Quick PSA: Audiobooks. I like music and podcasts, but audio books have been the best discovery for the 8,491 hours I spend in the car all week.
#5. The Tournaments. There is more than one for every sport and just when you think you have your driving schedule and carpools in place, the tournament comes along and screws up your whole weekend. I posted this picture last year of what our calendar looked like during one soccer tournament weekend.
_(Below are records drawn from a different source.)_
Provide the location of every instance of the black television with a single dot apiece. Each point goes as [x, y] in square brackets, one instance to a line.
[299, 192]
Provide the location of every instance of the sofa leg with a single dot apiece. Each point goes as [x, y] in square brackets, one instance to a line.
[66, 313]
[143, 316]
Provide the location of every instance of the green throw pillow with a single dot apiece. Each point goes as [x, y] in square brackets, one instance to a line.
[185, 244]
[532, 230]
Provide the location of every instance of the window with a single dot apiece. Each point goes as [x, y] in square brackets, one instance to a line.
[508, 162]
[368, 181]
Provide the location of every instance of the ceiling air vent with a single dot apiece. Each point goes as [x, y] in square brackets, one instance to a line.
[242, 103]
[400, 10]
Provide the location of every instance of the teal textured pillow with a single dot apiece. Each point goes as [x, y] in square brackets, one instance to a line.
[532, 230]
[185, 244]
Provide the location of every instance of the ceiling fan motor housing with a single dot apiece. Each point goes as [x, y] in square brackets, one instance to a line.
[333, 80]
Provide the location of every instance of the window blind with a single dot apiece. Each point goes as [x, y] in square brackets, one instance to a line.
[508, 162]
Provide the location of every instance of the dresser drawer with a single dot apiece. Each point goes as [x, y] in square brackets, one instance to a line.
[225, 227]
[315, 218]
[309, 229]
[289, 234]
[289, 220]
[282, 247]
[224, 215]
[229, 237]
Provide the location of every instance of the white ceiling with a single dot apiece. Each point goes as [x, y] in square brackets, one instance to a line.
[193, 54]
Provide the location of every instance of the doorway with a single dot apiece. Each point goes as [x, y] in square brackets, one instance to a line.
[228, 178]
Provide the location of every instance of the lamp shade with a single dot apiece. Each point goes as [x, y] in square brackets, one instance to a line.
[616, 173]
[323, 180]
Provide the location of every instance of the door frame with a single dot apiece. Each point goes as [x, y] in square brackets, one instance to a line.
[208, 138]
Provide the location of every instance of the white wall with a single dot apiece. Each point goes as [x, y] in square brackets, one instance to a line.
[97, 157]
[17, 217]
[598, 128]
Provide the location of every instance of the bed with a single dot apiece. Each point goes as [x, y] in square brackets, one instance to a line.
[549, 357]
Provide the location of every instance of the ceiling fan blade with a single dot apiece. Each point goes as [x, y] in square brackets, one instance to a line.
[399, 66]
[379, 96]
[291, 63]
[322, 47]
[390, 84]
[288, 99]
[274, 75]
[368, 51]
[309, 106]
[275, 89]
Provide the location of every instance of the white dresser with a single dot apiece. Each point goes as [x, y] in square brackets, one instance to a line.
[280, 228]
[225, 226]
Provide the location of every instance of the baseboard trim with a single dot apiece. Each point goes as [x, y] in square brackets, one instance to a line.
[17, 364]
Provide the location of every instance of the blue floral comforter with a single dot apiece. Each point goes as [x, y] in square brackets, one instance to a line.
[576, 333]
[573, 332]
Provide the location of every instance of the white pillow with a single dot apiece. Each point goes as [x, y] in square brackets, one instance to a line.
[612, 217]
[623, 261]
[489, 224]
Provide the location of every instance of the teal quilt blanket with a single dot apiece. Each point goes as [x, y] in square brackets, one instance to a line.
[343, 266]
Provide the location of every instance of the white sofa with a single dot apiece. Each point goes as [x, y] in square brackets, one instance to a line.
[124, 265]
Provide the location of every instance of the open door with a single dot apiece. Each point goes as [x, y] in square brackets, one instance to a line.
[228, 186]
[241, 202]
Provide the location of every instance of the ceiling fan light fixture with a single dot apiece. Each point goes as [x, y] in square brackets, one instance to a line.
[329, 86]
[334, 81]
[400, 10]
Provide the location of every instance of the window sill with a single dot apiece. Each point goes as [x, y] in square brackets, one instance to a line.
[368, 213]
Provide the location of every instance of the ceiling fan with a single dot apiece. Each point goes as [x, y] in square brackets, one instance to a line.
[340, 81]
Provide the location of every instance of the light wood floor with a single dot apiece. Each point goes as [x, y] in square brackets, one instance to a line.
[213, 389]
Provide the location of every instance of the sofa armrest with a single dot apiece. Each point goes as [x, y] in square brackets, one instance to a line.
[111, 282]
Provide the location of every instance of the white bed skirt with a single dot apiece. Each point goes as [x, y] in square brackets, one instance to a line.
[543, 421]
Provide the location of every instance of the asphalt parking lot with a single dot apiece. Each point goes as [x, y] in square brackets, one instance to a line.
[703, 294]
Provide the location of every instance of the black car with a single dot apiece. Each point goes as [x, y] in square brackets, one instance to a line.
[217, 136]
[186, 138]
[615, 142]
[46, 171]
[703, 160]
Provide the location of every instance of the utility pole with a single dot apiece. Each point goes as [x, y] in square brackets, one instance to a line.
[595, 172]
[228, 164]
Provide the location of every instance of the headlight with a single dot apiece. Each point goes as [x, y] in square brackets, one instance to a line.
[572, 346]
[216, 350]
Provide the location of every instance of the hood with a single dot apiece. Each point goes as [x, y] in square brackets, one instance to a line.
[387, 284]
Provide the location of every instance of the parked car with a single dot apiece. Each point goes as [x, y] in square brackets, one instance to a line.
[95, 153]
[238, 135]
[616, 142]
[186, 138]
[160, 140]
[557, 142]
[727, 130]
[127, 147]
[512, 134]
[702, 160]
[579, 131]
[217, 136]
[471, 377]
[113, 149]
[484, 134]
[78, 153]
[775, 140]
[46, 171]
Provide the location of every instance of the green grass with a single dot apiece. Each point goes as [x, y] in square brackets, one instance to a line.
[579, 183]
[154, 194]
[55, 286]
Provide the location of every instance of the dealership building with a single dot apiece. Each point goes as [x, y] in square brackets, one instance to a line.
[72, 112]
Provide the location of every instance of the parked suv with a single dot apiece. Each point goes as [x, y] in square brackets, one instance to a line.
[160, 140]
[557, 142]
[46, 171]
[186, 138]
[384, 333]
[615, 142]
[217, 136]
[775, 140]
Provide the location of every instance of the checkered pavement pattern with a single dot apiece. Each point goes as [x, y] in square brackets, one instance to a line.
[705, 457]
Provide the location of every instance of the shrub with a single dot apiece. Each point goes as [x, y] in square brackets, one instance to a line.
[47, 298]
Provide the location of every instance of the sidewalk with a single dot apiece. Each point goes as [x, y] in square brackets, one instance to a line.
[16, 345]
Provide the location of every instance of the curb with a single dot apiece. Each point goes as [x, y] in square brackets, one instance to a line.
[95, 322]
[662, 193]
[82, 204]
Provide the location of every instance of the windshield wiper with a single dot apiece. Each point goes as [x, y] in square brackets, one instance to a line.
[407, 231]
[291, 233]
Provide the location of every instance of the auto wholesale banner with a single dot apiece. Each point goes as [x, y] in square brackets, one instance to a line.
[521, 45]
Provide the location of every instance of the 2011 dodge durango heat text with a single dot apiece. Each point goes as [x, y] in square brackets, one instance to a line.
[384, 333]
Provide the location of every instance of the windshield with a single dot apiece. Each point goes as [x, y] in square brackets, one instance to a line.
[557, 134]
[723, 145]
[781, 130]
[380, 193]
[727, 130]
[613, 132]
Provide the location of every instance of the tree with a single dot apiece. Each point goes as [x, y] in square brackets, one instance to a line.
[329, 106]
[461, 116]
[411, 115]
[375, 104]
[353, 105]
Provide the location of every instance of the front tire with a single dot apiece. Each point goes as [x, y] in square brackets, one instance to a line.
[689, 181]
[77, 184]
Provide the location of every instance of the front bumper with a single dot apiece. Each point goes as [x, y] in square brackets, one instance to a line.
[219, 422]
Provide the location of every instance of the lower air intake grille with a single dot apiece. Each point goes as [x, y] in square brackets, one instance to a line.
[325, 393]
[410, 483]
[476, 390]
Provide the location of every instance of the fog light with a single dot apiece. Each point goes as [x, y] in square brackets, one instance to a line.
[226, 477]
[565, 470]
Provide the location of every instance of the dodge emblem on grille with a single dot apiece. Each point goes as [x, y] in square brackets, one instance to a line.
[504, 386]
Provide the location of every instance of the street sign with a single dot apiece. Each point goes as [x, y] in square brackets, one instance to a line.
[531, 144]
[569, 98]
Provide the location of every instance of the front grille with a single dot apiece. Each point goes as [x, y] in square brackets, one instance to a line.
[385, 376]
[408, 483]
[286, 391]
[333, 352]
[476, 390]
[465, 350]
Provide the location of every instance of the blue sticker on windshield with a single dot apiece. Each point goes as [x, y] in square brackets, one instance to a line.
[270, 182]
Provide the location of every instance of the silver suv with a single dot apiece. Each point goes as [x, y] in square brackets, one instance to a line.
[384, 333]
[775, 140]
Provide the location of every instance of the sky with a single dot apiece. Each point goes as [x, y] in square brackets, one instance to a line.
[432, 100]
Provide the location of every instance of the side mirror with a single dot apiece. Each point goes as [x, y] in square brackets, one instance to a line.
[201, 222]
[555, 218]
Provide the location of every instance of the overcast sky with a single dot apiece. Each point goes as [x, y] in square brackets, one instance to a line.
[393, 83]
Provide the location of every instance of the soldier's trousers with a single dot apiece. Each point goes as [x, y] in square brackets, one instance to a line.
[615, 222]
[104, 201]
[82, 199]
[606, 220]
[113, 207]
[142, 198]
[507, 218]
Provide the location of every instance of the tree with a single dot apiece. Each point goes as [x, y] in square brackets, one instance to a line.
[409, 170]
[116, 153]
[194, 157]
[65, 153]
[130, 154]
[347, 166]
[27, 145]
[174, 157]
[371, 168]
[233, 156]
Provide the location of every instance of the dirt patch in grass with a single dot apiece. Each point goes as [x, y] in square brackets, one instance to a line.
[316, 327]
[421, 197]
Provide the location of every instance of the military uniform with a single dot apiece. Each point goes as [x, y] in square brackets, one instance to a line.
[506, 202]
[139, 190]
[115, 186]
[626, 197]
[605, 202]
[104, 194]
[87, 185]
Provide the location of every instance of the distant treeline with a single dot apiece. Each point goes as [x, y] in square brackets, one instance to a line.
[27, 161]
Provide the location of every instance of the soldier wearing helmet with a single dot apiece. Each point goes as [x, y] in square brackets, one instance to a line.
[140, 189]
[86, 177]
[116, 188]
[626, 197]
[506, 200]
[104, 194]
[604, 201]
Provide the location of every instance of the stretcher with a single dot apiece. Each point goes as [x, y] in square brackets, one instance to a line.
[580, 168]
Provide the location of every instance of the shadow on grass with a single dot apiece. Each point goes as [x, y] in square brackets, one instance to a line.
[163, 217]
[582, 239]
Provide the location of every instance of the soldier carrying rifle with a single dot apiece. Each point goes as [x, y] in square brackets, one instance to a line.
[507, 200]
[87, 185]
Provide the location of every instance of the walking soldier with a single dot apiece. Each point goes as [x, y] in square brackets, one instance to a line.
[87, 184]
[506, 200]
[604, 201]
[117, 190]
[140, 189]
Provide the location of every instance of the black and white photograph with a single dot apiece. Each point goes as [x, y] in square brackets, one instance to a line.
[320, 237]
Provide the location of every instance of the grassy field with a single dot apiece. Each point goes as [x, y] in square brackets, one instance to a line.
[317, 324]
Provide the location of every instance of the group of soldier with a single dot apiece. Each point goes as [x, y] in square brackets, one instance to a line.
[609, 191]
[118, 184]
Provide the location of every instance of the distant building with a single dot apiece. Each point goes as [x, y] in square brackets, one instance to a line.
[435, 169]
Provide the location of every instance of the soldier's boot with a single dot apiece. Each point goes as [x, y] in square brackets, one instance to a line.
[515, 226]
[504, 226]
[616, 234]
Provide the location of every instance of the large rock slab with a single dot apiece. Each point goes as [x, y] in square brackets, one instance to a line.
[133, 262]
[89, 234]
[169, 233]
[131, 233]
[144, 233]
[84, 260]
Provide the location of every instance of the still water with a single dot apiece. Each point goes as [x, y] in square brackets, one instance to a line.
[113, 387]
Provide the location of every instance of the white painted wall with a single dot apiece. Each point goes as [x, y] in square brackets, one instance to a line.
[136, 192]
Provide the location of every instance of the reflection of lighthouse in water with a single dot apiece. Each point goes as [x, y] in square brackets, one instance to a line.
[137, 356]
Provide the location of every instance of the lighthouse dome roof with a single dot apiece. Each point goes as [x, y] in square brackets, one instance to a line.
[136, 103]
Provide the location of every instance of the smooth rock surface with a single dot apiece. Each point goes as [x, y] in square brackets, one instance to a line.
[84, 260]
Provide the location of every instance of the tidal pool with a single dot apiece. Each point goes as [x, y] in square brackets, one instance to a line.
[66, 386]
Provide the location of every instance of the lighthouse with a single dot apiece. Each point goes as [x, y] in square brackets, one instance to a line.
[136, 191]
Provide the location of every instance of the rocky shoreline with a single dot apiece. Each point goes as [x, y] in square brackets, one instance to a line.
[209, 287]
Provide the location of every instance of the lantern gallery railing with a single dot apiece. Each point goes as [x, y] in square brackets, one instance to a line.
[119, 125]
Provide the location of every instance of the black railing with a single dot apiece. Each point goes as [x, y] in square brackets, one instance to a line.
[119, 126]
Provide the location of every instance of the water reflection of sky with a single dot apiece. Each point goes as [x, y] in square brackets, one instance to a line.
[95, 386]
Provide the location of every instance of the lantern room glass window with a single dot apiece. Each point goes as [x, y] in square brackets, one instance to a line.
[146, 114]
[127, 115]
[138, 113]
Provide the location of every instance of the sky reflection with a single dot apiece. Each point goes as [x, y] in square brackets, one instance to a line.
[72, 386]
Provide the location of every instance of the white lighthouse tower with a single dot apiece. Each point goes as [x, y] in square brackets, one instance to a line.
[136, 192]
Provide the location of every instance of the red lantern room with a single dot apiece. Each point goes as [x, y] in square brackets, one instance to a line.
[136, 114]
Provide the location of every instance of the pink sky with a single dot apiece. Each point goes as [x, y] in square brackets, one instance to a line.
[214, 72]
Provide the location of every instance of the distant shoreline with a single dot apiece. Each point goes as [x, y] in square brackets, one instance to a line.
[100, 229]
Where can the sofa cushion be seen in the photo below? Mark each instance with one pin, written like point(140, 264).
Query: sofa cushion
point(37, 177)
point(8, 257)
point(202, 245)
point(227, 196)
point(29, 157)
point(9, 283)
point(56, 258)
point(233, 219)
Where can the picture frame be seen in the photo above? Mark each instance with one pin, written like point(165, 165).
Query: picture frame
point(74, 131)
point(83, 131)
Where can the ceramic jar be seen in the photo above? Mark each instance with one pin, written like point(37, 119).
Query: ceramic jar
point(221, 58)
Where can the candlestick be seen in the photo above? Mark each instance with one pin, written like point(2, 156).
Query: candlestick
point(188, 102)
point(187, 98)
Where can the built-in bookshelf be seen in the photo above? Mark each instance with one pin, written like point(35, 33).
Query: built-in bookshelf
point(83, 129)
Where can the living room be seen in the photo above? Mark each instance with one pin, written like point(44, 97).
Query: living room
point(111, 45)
Kids, I know this sounds like I’m complaining but I’m not, really. We love that you guys are busy and active, and we are VERY, VERY fortunate to have all of this stuff available to us. Although, I will admit to being happy that none of you want to play ice hockey because I’ve heard those bags are super smelly.
You keep running and dribbling and singing and catching and kicking and acting and scoring and swinging and I’ll just keep driving. And cheering. And yelling inappropriately from the sidelines. Even though you hate that.
PS. Full disclosure, I did take an after-school enrichment class on CALLIGRAPHY when I was in fourth grade. I just really felt like I should admit that.